In the electrolytic stripping device for the stripping process, in the electrolytic stripping tank 110, the plurality of stainless steel plates 300 are connected with the negative electrode of the power supply 200 as the cathode, and the plurality of hanging baskets 400 are connected with the positive electrode of the power supply 200 as the anode, so that the electrolytic stripping device is simple in process flow and convenient to operate; the electrolytic stripping solution is injected into the electrolytic stripping cell 110, and after the power supply 200 is switched on, the baffle 113 is divided into small reaction areas in the electrolytic stripping cell 110, the electrolytic stripping tank 110 is a total electrolytic reaction area, the current passes through the anode and the cathode of the power supply 200, under the action of the electrolytic stripping solution, the metal surface layer causes oxidation-reduction reaction on the cathode and the anode, wherein the oxidation reaction on the anode gradually dissolves the metal surface layer from the hanging basket 400, the metal enters the solution in the form of ions, the reduction reaction on the cathode, along with the dissolution of the metal, the metal ions move to the cathode plate to react and be adsorbed on the stainless steel plate 300, in the electrolytic deplating process, the deplating device consisting of the stainless steel plate 300 and the hanging basket 400 can effectively shorten the time consumed by the deplating process and improve the working efficiency; after the electrolysis is completed, the metal on the surface layer of the stainless steel plate 300 is collected, and the hanging basket 400 is transferred to the deplating cleaning pool 120 for cleaning, so that the hanging basket is convenient to reuse.

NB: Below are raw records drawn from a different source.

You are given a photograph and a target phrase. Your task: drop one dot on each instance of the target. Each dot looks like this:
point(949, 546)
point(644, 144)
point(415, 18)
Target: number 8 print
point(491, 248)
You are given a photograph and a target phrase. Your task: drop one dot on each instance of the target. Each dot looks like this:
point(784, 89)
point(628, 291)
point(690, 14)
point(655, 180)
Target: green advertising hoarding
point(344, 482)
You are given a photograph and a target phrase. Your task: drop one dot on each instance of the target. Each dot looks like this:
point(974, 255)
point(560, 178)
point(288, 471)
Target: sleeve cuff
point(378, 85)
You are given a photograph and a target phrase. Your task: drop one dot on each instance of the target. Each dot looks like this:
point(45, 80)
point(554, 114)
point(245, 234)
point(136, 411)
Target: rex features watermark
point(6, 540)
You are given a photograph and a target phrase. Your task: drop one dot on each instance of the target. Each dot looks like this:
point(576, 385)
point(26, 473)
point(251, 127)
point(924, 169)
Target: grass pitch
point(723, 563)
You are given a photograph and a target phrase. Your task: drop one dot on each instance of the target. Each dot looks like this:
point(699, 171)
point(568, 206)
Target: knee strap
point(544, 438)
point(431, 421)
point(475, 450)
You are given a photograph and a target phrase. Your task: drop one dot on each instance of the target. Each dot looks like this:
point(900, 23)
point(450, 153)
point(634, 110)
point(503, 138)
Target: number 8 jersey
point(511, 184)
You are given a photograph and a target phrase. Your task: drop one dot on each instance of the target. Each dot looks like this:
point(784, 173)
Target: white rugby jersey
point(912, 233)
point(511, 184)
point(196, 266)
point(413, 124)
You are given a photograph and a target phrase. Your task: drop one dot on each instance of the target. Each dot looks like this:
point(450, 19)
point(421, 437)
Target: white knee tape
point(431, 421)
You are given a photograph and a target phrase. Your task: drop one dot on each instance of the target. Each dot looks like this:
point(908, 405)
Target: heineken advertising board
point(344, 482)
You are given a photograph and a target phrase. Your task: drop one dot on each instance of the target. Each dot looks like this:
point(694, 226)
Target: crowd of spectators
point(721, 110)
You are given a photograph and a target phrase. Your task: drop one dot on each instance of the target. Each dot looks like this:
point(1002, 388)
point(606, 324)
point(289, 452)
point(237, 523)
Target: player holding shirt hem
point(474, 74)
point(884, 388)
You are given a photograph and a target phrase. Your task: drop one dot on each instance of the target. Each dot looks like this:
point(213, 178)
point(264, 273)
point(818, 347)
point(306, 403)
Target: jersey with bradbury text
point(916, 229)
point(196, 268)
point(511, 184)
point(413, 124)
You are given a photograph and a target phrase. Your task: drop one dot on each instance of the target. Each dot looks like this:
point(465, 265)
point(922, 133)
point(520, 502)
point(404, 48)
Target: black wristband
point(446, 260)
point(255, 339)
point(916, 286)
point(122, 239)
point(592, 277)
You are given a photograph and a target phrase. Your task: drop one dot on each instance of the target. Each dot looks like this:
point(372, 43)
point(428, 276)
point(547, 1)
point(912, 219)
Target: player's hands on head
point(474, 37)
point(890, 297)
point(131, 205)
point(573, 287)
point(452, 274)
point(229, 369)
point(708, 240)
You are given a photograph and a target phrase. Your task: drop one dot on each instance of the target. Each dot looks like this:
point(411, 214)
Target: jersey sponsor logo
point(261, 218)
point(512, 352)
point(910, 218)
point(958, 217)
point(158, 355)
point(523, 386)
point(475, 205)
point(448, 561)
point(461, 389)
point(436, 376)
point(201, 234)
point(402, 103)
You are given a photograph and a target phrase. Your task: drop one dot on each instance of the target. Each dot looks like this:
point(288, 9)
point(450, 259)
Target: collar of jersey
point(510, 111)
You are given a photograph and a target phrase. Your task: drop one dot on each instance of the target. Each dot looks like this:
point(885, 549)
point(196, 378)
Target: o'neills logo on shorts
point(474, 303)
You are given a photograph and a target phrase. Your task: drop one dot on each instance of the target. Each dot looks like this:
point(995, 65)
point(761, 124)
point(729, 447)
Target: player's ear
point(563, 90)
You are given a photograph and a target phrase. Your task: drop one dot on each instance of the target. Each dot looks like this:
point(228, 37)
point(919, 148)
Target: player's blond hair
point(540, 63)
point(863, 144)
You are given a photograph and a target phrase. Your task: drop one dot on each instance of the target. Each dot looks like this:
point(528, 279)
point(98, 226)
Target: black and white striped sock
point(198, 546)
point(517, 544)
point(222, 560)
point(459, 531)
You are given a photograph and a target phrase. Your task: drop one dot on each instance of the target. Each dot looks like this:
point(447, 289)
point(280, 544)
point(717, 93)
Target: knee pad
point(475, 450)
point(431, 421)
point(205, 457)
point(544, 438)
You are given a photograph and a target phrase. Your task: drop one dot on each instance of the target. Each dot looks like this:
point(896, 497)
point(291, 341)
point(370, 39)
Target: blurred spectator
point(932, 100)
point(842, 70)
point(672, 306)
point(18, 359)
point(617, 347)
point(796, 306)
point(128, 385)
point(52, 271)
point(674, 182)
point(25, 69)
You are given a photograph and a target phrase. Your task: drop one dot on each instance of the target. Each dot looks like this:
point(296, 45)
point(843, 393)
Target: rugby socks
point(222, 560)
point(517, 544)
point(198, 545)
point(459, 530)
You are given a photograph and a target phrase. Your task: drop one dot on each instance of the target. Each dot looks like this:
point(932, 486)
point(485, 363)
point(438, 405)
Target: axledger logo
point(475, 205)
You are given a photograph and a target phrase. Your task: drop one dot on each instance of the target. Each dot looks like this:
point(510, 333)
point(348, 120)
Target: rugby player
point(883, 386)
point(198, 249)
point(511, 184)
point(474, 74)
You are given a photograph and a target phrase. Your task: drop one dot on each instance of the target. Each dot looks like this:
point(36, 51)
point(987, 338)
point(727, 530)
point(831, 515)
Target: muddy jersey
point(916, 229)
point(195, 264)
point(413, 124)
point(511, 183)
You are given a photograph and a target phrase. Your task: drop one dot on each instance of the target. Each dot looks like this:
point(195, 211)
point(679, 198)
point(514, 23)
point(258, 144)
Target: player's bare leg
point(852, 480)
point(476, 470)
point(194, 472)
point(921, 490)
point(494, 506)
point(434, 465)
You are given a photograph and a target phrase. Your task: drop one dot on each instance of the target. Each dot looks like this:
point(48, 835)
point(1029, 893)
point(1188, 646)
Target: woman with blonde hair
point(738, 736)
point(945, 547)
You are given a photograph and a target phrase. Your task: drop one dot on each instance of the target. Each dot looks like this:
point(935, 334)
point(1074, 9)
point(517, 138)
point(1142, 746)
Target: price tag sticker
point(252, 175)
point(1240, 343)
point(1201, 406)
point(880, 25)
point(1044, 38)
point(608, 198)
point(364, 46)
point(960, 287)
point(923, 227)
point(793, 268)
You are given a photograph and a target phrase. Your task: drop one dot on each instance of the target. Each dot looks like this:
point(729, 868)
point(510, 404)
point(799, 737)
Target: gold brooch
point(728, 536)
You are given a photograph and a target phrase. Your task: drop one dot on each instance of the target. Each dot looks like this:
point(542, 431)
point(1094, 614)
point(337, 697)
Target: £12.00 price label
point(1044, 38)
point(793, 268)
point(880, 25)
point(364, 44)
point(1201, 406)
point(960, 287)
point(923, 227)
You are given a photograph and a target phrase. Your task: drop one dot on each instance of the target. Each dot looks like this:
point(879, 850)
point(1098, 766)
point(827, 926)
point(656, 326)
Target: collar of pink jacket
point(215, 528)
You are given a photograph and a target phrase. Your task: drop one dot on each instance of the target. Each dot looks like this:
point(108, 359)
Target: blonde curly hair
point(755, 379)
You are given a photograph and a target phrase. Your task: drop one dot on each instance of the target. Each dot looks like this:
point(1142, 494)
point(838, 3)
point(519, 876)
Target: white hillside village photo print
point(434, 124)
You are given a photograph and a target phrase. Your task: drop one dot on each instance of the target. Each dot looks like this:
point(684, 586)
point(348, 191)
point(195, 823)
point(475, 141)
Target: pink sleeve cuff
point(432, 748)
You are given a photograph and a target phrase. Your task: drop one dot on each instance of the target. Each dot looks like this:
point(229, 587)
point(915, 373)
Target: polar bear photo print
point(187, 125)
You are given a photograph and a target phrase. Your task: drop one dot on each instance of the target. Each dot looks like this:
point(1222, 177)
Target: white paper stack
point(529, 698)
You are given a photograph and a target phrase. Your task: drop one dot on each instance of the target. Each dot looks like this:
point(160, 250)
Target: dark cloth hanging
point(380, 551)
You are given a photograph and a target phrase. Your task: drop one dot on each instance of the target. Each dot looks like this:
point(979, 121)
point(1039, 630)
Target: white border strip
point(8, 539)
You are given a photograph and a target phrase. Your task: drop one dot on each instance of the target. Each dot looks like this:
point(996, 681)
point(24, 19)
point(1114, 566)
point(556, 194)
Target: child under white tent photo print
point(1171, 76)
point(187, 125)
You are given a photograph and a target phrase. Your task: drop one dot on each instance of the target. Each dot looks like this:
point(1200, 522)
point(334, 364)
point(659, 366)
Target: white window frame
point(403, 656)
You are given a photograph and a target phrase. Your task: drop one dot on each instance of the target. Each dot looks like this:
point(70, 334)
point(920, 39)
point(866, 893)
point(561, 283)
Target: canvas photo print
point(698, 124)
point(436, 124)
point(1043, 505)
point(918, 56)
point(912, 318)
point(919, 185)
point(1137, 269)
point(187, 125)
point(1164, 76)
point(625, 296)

In the electrolytic equipment for the deplating process in the embodiment, the sizes and the dimensions of the electrolytic bath, the electrolytic deplating pool and the deplating cleaning pool can be changed according to different requirements, and the numbers and the dimensions of the hanging basket and the stainless steel plate can be changed according to different requirements; the electrolytic stripping tank is provided with a plurality of baffles, and is different from the embodiment in that the electrolytic stripping tank is an integral electrolytic reaction area when the baffles are not arranged; the stainless steel plates and the hanging baskets are alternately and parallelly distributed to form an electrolytic deplating device in a one-to-one correspondence mode, and the other combination mode can be adopted, and the difference is that the hanging baskets are positioned between the two stainless steel plates.
The technical features of the embodiments described above may be arbitrarily combined, and for the sake of brevity, all possible combinations of the technical features in the embodiments described above are not described, but should be considered as being within the scope of the present specification as long as there is no contradiction between the combinations of the technical features.
The above-mentioned embodiments only represent some embodiments of the present invention, and the description thereof is specific and detailed, but not to be construed as limiting the scope of the present invention. It should be noted that, for those skilled in the art, without departing from the spirit of the present invention, several variations and modifications can be made, which are within the scope of the present invention. Therefore, the protection scope of the present invention should be subject to the appended claims.